On April 27, 2025, there was a brief outage within our infrastructure between 11:12 PM and 11:17 PM. The cause was a memory overload on one of our hosts, which became unresponsive. Our monitoring system triggered an alarm within a minute of the outage and notified the responsible on-call staff member.
Timeline of the Incident:
11:12 PM – The host becomes unresponsive due to a memory overload.
11:13 PM – The responsible on-call staff member begins the investigation.
11:14 PM – The monitoring system triggers an alert.
11:16 PM – The affected host is identified as the root cause. A live migration of affected virtual machines is initiated. Non-critical VMs are powered down to release resources.
11:17 PM – The infrastructure is back online, and the migration is ongoing.
11:19 PM – The host is fully back online. A live migration of the remaining VMs is conducted, which may lead to minimal performance dips in the minutes following.
Cause of the Incident:
The incident was caused by a memory overload on a host system. This resulted in the host being unable to respond to requests, temporarily affecting parts of the infrastructure.
Remedial Actions:
After being alerted by the monitoring system, the host's overload was identified. Non-essential, non-critical VMs were promptly shut down, and a load distribution among the remaining systems was conducted. Simultaneously, a live migration of the affected virtual machines to other hosts was initiated. This quickly alleviated the host and restored the infrastructure.

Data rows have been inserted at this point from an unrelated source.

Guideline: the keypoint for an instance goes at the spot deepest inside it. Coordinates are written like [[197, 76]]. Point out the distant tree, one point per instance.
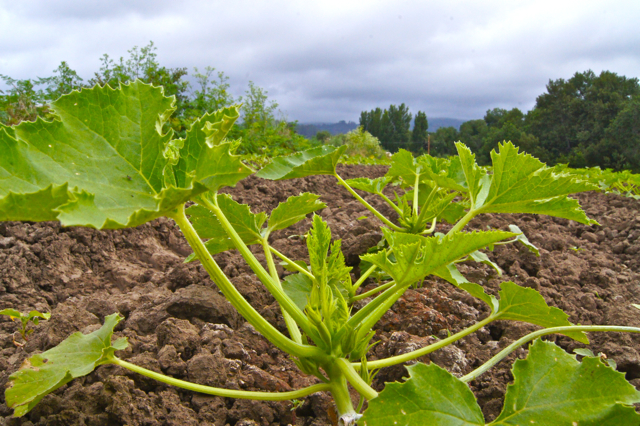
[[419, 134], [323, 136], [571, 118], [443, 141]]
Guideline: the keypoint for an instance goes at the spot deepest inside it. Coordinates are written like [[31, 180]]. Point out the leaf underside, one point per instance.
[[76, 356]]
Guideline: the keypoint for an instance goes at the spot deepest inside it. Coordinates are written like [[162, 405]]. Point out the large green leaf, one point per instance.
[[551, 388], [203, 156], [527, 305], [247, 224], [105, 163], [316, 161], [415, 257], [430, 397], [76, 356], [293, 211], [520, 183]]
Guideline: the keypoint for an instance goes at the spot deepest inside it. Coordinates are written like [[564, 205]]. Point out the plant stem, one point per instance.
[[367, 205], [363, 277], [281, 297], [233, 295], [372, 292], [227, 393], [394, 360], [462, 222], [391, 203], [294, 331], [354, 378], [293, 264], [531, 336]]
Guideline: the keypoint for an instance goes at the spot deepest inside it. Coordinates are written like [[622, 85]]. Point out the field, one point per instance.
[[178, 323]]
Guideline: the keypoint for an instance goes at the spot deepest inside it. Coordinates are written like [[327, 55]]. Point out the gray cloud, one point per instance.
[[327, 61]]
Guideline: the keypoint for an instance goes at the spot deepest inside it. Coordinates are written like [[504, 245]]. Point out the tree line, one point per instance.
[[588, 120], [261, 131]]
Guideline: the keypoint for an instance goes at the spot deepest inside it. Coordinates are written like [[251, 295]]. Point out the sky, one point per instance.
[[326, 61]]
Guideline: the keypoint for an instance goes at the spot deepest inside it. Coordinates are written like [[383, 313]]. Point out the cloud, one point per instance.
[[330, 60]]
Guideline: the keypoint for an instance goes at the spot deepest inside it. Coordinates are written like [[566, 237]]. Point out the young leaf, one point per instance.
[[203, 157], [374, 186], [76, 356], [293, 211], [298, 288], [248, 225], [551, 388], [527, 305], [417, 256], [524, 240], [521, 183], [431, 396], [316, 161]]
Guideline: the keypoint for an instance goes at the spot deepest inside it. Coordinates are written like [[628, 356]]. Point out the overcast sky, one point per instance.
[[325, 61]]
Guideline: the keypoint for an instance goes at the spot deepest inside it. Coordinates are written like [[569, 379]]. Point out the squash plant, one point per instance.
[[105, 163]]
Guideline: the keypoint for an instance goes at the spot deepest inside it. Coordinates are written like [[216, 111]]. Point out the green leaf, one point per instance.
[[316, 161], [415, 257], [76, 356], [298, 288], [248, 225], [551, 388], [430, 397], [293, 211], [527, 305], [520, 183], [524, 240], [374, 186]]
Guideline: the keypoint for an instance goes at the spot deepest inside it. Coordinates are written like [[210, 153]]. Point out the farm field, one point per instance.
[[179, 324]]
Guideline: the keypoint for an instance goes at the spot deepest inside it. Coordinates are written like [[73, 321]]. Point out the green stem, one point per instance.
[[341, 396], [416, 188], [391, 203], [463, 222], [233, 295], [294, 331], [394, 360], [515, 345], [368, 206], [281, 297], [293, 264], [362, 278], [354, 378], [372, 292], [227, 393]]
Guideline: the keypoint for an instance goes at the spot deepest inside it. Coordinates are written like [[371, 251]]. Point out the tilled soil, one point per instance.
[[178, 323]]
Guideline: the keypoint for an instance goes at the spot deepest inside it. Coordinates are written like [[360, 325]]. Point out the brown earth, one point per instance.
[[178, 323]]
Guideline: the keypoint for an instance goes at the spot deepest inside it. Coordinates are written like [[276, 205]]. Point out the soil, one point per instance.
[[178, 323]]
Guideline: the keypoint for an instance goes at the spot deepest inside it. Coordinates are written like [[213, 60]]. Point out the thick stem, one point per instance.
[[281, 297], [529, 337], [354, 378], [363, 277], [227, 393], [394, 360], [368, 206], [372, 292], [293, 264], [233, 295], [294, 331]]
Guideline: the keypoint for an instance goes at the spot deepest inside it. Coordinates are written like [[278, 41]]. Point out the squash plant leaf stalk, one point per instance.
[[105, 163]]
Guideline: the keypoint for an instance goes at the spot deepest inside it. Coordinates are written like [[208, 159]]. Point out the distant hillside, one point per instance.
[[309, 130], [436, 122]]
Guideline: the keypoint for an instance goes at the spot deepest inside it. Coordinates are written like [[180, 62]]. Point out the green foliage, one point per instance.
[[109, 161], [33, 316], [76, 356]]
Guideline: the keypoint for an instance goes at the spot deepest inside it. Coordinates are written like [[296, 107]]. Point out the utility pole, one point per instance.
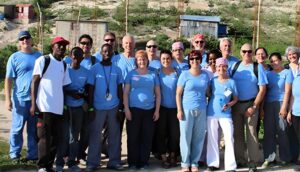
[[126, 15], [297, 25], [40, 30]]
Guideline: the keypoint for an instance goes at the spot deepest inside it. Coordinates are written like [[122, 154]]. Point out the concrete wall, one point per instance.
[[190, 28]]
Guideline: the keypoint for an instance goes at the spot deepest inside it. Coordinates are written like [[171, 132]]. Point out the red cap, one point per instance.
[[59, 39]]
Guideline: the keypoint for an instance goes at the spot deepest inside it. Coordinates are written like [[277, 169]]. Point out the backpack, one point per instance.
[[93, 60], [236, 66], [47, 62]]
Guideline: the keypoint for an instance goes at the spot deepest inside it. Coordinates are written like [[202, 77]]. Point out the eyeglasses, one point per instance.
[[197, 42], [85, 43], [109, 40], [151, 46], [196, 58], [22, 39], [179, 50], [247, 51]]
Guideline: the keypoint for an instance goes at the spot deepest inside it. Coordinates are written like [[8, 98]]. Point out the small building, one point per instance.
[[72, 29], [208, 25], [8, 11], [25, 13]]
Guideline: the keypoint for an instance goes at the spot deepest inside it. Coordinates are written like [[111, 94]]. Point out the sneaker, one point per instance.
[[265, 164], [42, 170], [212, 168], [75, 168], [90, 169], [117, 167], [59, 168], [252, 169]]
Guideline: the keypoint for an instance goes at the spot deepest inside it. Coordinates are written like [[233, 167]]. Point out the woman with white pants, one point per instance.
[[224, 96]]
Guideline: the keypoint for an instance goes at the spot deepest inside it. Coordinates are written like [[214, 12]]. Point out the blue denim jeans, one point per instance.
[[20, 116], [192, 135]]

Reflection and Preventive Measures:
To ensure such an incident is avoided in the future, we are implementing the following measures:
Adjusting Monitoring Thresholds:
We will adjust the threshold for RAM consumption in the monitoring system so that an impending overload can be detected earlier, allowing timely response.Automatic Load Distribution:
Moving forward, we will introduce automatic load distribution for our non-critical VMs to preemptively prevent exceeding critical thresholds.